George and James are forming the GJ Partnership. George
contributes $600,000 cash and James contributes nondepreciable
property with an adjusted basis of $500,000 and a fair market value
of $950,000. The property is subject to a $200,000 liability, which
is also transferred into the partnership and is shared equally by
the partners for basis purposes.
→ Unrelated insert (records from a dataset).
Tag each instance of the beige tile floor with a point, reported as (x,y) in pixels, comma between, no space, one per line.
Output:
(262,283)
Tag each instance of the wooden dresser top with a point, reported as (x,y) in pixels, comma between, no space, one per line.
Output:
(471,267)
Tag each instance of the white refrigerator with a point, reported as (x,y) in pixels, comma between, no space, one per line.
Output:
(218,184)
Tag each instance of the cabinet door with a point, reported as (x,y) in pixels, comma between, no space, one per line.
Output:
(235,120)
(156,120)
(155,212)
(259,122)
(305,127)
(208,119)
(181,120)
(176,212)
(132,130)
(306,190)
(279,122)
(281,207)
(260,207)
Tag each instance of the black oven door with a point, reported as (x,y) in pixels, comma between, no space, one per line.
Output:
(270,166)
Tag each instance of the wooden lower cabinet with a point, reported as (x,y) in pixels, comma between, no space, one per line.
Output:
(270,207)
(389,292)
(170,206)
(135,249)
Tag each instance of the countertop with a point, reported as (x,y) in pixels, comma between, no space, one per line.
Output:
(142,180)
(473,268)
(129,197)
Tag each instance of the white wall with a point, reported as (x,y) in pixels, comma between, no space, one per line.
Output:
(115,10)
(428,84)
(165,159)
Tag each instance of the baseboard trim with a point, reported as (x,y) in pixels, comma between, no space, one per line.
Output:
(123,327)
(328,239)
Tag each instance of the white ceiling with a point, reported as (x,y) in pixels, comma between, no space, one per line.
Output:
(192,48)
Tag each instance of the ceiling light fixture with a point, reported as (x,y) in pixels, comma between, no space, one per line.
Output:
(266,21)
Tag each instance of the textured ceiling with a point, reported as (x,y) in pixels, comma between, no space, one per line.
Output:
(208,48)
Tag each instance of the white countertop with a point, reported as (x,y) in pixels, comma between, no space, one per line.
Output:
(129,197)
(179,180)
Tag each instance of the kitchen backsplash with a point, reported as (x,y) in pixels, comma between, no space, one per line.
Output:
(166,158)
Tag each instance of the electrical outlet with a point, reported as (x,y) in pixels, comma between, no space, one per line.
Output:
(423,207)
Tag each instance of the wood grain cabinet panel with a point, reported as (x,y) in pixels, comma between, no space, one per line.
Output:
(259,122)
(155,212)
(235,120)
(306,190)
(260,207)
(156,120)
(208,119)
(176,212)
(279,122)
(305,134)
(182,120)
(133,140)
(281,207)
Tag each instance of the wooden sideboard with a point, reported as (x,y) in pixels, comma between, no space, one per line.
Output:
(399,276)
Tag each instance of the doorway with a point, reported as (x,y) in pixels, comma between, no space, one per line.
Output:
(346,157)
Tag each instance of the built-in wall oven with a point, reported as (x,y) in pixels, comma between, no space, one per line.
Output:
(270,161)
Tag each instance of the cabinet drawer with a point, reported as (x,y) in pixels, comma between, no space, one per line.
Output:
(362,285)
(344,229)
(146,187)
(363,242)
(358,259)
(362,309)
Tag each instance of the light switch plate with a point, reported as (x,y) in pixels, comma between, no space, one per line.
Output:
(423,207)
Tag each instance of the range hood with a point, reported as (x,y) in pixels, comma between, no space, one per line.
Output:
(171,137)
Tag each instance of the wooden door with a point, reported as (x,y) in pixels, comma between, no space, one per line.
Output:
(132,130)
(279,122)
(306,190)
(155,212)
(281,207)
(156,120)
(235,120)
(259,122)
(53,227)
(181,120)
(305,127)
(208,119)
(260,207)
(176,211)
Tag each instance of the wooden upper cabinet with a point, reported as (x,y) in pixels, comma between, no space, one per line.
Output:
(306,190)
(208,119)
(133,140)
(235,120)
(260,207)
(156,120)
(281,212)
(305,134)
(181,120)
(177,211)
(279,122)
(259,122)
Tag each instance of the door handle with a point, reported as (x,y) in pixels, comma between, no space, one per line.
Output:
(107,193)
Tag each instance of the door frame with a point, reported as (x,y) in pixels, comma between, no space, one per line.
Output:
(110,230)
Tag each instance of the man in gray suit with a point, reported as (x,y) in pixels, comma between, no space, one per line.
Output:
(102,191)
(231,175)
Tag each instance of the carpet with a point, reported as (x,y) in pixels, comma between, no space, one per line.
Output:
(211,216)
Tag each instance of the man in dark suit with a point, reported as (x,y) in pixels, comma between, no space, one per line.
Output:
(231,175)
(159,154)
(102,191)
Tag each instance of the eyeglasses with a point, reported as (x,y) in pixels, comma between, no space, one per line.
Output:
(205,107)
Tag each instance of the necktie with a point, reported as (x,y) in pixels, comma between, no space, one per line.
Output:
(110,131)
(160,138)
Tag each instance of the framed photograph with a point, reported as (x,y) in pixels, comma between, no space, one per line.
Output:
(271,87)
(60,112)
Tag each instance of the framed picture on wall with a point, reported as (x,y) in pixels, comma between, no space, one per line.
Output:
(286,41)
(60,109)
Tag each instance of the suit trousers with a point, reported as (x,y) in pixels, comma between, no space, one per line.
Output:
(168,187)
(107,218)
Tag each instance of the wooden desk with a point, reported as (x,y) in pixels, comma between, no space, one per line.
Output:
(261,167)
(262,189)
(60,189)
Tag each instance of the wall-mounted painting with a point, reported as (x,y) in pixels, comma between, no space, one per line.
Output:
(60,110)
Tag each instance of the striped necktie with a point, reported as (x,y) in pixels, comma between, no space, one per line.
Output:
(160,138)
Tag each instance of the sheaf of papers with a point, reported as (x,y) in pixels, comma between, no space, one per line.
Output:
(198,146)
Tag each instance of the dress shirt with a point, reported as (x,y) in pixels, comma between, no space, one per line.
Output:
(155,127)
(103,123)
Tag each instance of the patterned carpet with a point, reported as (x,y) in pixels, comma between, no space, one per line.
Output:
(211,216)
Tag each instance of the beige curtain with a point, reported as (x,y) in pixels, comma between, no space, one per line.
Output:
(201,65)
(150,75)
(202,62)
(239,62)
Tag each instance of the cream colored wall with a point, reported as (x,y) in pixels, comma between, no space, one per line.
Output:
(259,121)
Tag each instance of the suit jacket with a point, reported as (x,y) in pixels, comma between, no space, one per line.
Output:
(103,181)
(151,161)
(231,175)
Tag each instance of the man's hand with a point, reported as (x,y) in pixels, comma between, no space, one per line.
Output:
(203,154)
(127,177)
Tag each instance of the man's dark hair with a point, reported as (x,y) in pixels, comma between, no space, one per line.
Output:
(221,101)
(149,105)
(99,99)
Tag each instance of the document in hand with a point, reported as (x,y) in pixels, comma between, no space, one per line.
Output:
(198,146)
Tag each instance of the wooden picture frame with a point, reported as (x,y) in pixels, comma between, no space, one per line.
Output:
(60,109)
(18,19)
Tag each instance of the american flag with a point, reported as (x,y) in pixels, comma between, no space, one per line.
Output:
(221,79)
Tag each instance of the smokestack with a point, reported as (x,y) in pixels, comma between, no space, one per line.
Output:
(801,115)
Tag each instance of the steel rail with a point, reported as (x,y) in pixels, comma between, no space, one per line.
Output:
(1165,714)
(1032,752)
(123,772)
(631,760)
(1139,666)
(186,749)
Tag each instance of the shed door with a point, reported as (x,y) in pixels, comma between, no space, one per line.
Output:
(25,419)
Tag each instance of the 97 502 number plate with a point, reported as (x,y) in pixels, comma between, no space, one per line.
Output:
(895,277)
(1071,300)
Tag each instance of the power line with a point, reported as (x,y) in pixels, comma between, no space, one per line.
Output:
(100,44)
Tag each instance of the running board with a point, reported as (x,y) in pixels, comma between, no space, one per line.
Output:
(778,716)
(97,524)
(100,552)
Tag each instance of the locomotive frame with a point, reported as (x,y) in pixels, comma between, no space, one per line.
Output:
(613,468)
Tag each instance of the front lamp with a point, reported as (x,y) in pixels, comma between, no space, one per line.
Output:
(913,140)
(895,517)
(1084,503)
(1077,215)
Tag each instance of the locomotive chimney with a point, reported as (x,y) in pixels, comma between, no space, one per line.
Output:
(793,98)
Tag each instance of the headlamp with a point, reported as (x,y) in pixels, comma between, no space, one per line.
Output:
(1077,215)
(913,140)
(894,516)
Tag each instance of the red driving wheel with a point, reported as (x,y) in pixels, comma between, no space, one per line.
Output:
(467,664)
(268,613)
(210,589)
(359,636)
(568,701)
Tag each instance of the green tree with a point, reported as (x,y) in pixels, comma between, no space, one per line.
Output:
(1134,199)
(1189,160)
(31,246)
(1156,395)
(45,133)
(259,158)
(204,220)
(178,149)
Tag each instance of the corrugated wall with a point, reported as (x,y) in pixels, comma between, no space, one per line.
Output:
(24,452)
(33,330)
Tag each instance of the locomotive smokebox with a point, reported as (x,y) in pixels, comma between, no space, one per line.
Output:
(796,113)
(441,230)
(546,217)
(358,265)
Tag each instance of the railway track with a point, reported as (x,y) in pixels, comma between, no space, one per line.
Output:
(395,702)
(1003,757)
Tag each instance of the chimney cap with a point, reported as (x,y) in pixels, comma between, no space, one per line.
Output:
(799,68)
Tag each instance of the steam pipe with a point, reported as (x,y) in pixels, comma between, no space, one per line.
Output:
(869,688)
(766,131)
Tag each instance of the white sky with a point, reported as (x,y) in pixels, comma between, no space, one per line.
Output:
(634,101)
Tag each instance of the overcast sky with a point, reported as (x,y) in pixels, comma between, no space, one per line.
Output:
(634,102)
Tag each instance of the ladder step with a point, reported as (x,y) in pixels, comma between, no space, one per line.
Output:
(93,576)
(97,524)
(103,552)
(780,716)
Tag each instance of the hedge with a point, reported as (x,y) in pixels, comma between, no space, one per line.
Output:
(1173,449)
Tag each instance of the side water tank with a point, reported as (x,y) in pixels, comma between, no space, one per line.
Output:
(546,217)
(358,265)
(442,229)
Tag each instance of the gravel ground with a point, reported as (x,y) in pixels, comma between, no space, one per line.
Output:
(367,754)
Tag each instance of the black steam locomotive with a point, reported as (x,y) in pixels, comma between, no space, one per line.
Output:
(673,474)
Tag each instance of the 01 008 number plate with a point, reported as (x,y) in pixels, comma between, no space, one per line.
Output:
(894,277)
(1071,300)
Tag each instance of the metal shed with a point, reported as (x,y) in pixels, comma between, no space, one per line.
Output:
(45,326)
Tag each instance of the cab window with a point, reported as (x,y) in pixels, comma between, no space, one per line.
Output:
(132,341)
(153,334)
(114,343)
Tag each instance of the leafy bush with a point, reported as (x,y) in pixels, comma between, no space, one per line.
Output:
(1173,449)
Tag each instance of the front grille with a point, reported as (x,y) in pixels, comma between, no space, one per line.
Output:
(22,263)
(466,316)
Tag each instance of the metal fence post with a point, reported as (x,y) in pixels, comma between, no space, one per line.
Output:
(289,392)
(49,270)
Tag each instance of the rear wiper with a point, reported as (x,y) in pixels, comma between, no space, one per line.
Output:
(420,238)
George and James share in all
partnership profits equally except for any precontribution gain,
which must be allocated according to the statutory rules for
built-in gain allocations.
a. |
What is James’s adjusted tax basis for his partnership interest immediately after the partnership is formed? |
b. |
What is the partnership’s adjusted basis for the property contributed by James? |
c. |
If the partnership sells the property contributed by James for $1,200,000, how is the tax gain allocated between the partners? |
a.James’s adjusted basis in the partnership interest is $400,000.
Computation:
Basis of property contributed=$500,000
Plus: James’s share of partnership liability($200,000/2)=$100,000
Less: James’s liability transferred to partnership=(200,000)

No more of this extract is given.